- Coi Leray remix cover

Single by Raye

from the album My 21st Century Blues
- Released: 7 April 2023
- Length: 3:05 3:21 (Coi Leray remix)
- Label: Human Re Sources
- Songwriters: Rachel Keen; Stephen McGregor;
- Producers: Keen; Di Genius; Mike Sabath;

Raye singles chronology
| "Ice Cream Man" (2023) | "Flip a Switch" (2023) | "The Weekend" (2023) |

Coi Leray singles chronology
| "Baby Don't Hurt Me" (2023) | "Flip a Switch" (remix) (2023) | "Bops" (2023) |

Music video
- "Flip a Switch" (remix) on YouTube

= Flip a Switch =

2023 single by Raye

"Flip a Switch" is a song by British singer-songwriter Raye from her debut studio album My 21st Century Blues (2023). She co-produced the track along with Stephen McGregor and Mike Sabath. It became available on 3 February 2023, the date its parent album was released, through Human Re Sources. On 7 April 2023, it was released as the album's fifth single along with a sped up version, while a remix featuring American rapper Coi Leray followed two weeks later. Upon its release as a single, "Flip a Switch" reached the top 40 in Ireland and the United Kingdom, and was certified gold by the British Phonographic Industry (BPI).

== Background ==
Raye announced the track listing of her debut studio album, My 21st Century Blues, via her Twitter official account on 5 January 2023, which contained "Flip a Switch" as the ninth song.
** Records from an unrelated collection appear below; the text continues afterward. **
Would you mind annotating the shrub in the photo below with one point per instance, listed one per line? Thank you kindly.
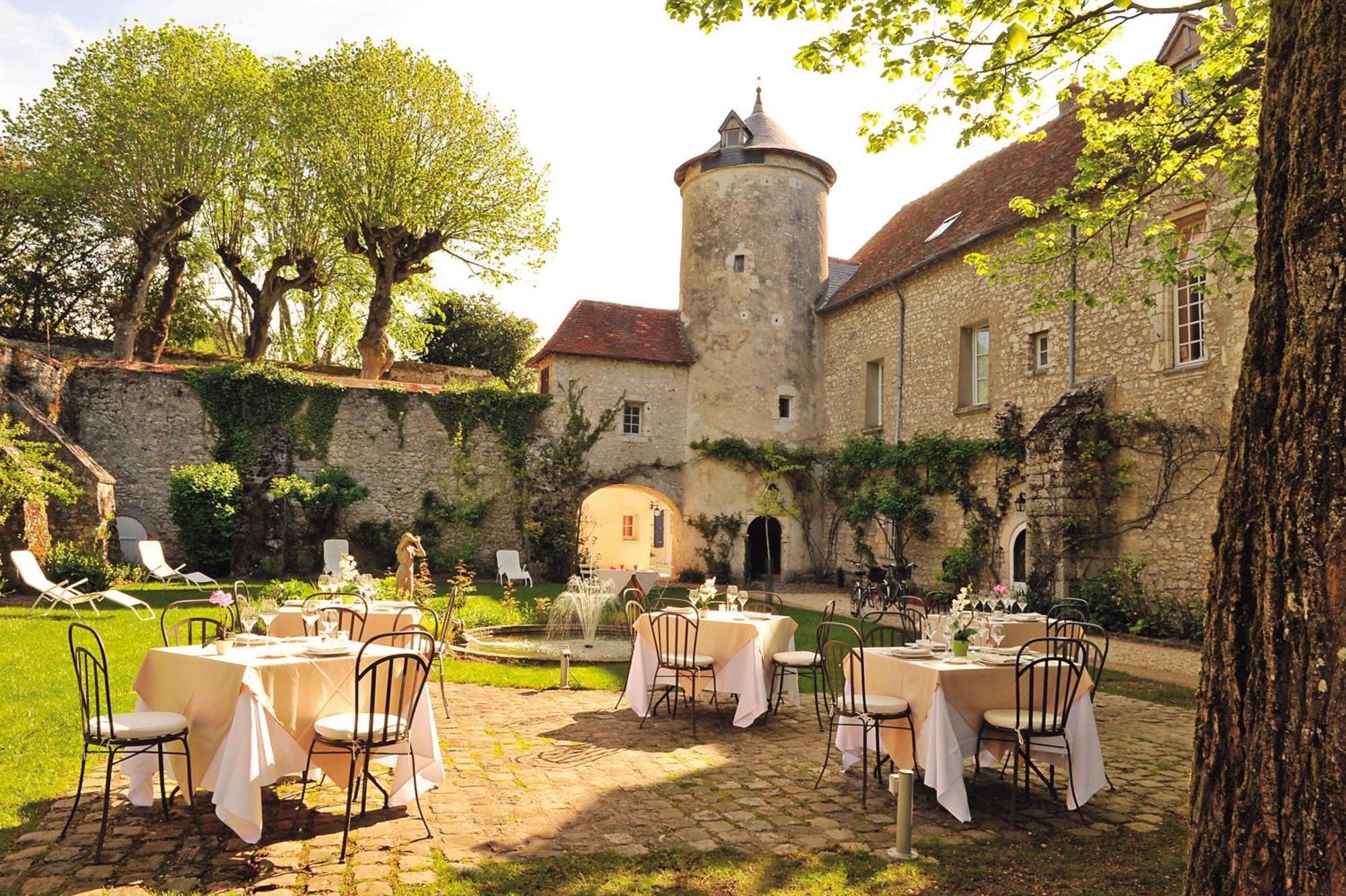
(1121, 601)
(204, 502)
(68, 562)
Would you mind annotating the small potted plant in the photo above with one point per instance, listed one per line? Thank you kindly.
(962, 613)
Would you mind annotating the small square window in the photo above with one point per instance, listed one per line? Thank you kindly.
(633, 416)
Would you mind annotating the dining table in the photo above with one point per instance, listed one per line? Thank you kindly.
(382, 618)
(251, 716)
(948, 698)
(742, 645)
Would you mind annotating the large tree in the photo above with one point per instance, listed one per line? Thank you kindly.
(145, 124)
(473, 332)
(1270, 782)
(415, 163)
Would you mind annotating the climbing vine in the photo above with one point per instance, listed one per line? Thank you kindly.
(250, 403)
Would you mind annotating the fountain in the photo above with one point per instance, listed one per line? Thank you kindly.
(577, 617)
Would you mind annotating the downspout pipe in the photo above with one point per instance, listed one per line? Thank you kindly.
(902, 359)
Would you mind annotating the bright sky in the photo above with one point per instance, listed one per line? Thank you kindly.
(612, 95)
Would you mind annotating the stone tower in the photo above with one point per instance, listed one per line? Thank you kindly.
(754, 262)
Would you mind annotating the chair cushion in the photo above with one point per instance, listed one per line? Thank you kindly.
(137, 726)
(699, 661)
(796, 659)
(874, 706)
(343, 726)
(1007, 719)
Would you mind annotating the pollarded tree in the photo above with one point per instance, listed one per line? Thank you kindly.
(414, 165)
(270, 216)
(145, 124)
(1265, 106)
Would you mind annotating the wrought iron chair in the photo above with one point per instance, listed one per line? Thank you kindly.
(388, 692)
(228, 617)
(675, 653)
(111, 734)
(892, 628)
(1045, 696)
(843, 669)
(800, 664)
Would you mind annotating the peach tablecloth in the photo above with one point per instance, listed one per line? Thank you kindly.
(742, 648)
(947, 704)
(251, 722)
(380, 620)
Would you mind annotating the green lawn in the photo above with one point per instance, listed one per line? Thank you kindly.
(40, 735)
(1125, 864)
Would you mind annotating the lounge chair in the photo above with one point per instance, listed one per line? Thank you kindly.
(509, 567)
(68, 593)
(333, 551)
(153, 559)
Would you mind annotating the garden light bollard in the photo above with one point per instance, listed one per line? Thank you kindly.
(901, 784)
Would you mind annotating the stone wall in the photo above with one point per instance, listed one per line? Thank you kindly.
(142, 422)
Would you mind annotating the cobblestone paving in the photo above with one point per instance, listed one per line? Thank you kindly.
(535, 774)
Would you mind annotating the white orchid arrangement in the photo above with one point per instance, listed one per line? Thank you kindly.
(963, 610)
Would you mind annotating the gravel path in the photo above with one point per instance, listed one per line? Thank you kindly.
(1176, 664)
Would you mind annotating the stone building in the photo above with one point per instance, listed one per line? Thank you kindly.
(773, 340)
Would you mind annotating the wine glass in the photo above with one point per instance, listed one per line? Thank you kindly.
(329, 622)
(248, 617)
(269, 611)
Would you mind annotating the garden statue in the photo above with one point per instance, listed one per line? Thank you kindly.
(409, 550)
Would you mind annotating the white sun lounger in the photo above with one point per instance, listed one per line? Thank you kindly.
(68, 594)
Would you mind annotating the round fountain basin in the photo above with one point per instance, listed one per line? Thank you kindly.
(531, 644)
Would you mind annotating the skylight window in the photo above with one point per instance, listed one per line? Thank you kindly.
(946, 225)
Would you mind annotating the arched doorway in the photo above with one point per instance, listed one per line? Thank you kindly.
(1020, 559)
(764, 558)
(629, 528)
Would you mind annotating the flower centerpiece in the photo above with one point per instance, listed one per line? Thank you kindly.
(962, 614)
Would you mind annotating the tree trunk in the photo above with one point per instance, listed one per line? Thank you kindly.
(376, 356)
(1269, 798)
(151, 341)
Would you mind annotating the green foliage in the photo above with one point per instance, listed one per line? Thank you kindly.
(513, 415)
(251, 404)
(68, 562)
(473, 332)
(1153, 137)
(718, 533)
(1122, 601)
(332, 488)
(204, 504)
(30, 470)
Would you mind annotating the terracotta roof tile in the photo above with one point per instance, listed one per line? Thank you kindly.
(609, 330)
(982, 194)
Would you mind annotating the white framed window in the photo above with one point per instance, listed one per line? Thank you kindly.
(1041, 353)
(874, 395)
(1189, 320)
(633, 419)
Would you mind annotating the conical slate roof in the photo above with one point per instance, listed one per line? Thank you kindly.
(764, 134)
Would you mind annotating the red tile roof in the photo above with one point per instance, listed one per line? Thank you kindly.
(629, 333)
(982, 193)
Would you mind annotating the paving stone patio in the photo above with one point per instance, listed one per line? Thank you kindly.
(534, 774)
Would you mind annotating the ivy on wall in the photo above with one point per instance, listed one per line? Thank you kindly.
(248, 403)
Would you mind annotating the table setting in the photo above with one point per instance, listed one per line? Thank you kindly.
(251, 703)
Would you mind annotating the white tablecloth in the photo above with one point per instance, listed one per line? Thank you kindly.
(256, 751)
(745, 673)
(946, 739)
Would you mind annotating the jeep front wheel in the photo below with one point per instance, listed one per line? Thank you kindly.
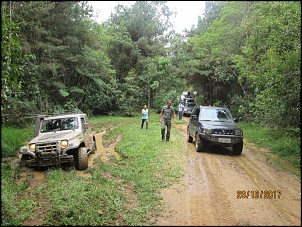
(237, 148)
(198, 143)
(82, 158)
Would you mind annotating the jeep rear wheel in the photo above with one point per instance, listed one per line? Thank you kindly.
(82, 158)
(93, 149)
(198, 143)
(237, 148)
(24, 158)
(189, 138)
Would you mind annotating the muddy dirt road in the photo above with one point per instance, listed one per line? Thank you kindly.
(219, 189)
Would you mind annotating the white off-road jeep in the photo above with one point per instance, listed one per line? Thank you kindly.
(61, 138)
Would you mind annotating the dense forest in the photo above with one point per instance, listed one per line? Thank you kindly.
(242, 54)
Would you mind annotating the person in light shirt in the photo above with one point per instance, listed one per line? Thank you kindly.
(180, 110)
(145, 116)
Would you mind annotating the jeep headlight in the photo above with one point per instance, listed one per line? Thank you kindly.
(208, 131)
(64, 143)
(32, 147)
(238, 132)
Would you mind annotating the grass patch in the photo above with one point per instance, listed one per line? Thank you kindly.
(280, 143)
(13, 138)
(117, 192)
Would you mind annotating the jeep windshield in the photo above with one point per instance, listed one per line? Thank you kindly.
(191, 104)
(215, 114)
(59, 124)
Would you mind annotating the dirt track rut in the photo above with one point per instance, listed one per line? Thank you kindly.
(212, 190)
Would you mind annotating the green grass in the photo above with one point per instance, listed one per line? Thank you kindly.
(280, 143)
(13, 138)
(123, 191)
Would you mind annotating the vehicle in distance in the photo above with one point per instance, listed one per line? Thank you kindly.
(209, 125)
(188, 109)
(61, 138)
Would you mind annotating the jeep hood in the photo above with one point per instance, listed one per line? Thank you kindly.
(219, 124)
(54, 136)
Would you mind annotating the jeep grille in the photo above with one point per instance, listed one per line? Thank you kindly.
(47, 147)
(223, 131)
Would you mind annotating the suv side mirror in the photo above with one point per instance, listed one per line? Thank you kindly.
(193, 117)
(85, 126)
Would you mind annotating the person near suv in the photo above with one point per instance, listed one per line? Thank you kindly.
(180, 110)
(145, 116)
(166, 114)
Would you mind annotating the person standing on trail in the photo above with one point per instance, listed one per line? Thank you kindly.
(180, 110)
(145, 116)
(166, 114)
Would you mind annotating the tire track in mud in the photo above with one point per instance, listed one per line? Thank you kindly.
(288, 208)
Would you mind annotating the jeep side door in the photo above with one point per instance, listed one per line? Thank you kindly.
(193, 125)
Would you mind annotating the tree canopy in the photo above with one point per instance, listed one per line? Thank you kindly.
(245, 55)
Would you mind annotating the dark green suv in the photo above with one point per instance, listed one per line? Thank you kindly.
(211, 125)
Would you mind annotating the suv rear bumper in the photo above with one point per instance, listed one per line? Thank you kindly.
(221, 140)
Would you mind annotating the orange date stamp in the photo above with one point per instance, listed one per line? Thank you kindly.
(259, 194)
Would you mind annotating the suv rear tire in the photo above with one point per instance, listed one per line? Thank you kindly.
(198, 143)
(82, 158)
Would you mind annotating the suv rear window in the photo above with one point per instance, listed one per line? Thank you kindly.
(209, 114)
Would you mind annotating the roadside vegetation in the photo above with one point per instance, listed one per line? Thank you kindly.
(120, 191)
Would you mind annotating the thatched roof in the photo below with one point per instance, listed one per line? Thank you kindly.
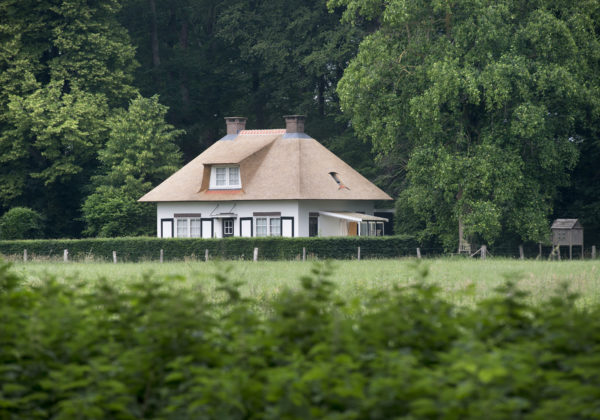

Coi Leray recorded her verses for a remix in February, before the album came out. About collaborating with the rapper, Raye stated:
"Collaborating is always a really inspiring process for me — I really love to hear another artist's perspective on something I've created and Coi is so fearless. I really admire how confident she is especially when it comes to how she'll promote herself on social media — like if she loves a song, she’s just like 'I'm gonna post about it like three times this week and not give a fuck.' She had the perfect energy for the song."

== Composition ==
A song she wrote at 17 or 18, the original version of "Flip a Switch" is three minutes and five seconds long. A vindictive song with a trap beat and more experimental instrumentation, it "changes the album to a different tone". The song was also described as "flamenco-flecked", and the singer said: "I play it when I need to feel like I'm a bad bitch. It's just another form of medicine, isn't it?". The remix features Leray in new verses, reinforcing the "anti-fuckboy energy" of the material.

== Music video ==
A music video for the Coi Leray remix was released on 5 June 2023.

== Charts ==

Chart performance for "Flip a Switch"
| Chart (2023) | Peak position |
|---|---|
| Ireland (IRMA) | 36 |
| UK Singles (OCC) | 35 |

==Certifications==

Certifications for "Flip a Switch"
| Region | Certification | Certified units/sales |
| United Kingdom (BPI) | Gold | 400,000^{‡} |
^{‡} Sales+streaming figures based on certification alone.